Cabrera-Infante-Guillermo

La velocidad transforma el tiempo en espacio,
el cine transforma el espacio en tiempo.
G. Cabrera Infante (“La ninfa inconstante”)

Francisco R. Pastoriza*

En Cuba, en los años 50 del siglo XX, el cine era algo más que un entretenimiento. Se había instalado en el alma de los cubanos como alimento espiritual de primera necesidad. En La Habana de 1958, con una población de millón y medio de habitantes, abrían diariamente sus puertas 135 salas de cine. Acudir a ellas era para los habaneros algo tan cotidiano como comer o pasear. En la capital cubana se estrenaban las mismas películas que en Nueva York, París o Roma, casi al mismo tiempo que en las salas de estas grandes ciudades, y siempre había oportunidad de revisar los grandes clásicos a través de ciclos y reposiciones.

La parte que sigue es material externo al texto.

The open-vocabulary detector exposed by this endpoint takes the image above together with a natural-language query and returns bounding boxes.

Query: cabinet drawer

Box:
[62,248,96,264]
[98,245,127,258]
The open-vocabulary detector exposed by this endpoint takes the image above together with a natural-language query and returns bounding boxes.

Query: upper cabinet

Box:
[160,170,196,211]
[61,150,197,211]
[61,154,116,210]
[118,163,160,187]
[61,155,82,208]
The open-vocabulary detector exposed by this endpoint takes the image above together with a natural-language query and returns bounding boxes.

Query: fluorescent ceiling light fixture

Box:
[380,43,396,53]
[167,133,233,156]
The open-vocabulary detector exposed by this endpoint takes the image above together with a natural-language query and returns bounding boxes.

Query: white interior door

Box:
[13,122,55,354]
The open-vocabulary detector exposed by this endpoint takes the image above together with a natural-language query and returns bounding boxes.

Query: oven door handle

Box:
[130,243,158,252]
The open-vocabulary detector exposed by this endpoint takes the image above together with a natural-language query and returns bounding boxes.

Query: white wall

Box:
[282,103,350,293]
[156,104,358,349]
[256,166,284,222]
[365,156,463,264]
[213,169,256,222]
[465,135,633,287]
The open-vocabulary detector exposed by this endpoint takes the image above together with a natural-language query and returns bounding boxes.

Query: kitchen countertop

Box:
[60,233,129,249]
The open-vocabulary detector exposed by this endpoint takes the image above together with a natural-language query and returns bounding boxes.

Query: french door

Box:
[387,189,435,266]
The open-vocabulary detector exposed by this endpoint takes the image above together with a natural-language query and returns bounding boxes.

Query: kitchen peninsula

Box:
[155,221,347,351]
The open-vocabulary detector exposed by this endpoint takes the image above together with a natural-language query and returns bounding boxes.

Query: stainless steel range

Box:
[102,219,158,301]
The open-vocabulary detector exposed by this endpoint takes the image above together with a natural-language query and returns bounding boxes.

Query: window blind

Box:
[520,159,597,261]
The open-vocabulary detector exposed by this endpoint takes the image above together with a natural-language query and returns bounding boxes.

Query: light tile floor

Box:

El cine ocupaba una buena parte de las páginas culturales de los periódicos y las revistas, y se colaba en las conversaciones de la gente. Un periodista cultural de la revista “Carteles” que había mamado el cine desde su más tierna infancia (no es un tópico: su madre lo llevó al cine por primera vez cuando contaba sólo 29 días) decidió hacerse crítico de cine después de haber asistido a un curso en la Universidad de La Habana en el que conoció al realizador Néstor Almendros y a Ricardo Vigón y Germán Puig, fundadores del Cine Club de La Habana y de la Cinemateca de Cuba. Se llamaba Guillermo Cabrera Infante, pero prefería firmar sus escritos de cine con seudónimos: S. de Pastora-Niño (Pastora en vez de Cabrera; Niño en lugar de Infante) y sobre todo como G. Caín (G de Guillermo y Caín por las dos primeras sílabas de sus apellidos), con el que se dio a conocer en toda la isla. Aquella pasión de los cubanos por el cine quedaría reflejada años más tarde en sus novelas. En “Tres tristes tigres” Cabrera Infante cuenta cómo dos hermanos venden al peso la biblioteca heredada de su padre para hacerse con dinero para comprar entradas de cine.

CINE Y LITERATURA

El cine fue una presencia permanente en la vida y en las novelas de Guillermo Cabrera Infante, un firme recurso de inspiración. En “La Habana para un infante difunto” (el epílogo de esta novela se titula significativamente ‘Función continua’) recuerda desde el exilio las salas de cine que tanto frecuentó en su juventud, y evoca sus nombres: Atlantic, Alcázar, Majestic, Verdún… Y en “La ninfa inconstante”, el protagonista, alter ego del autor, llega a preguntarse “¿qué sería de mí sin el cine?”. Tal vez, pensamos nosotros, sin cine no hubiera habido literatura. Porque antes de escribir sobre cine, Cabrera Infante ejercía como periodista todoterreno, fundamentalmente en el área de cultura, pero también cubriendo informaciones de todo tipo. Ilustraba sus escritos con instantáneas de los fotógrafos que trabajaban para la revista “Carteles”, entre ellos Alberto Korda. La fotografía del Che Guevara que encumbró a Korda se tomó durante los funerales por las víctimas del sabotaje al barco “Le Couvre”, un reportaje que Cabrera Infante encargó al fotógrafo.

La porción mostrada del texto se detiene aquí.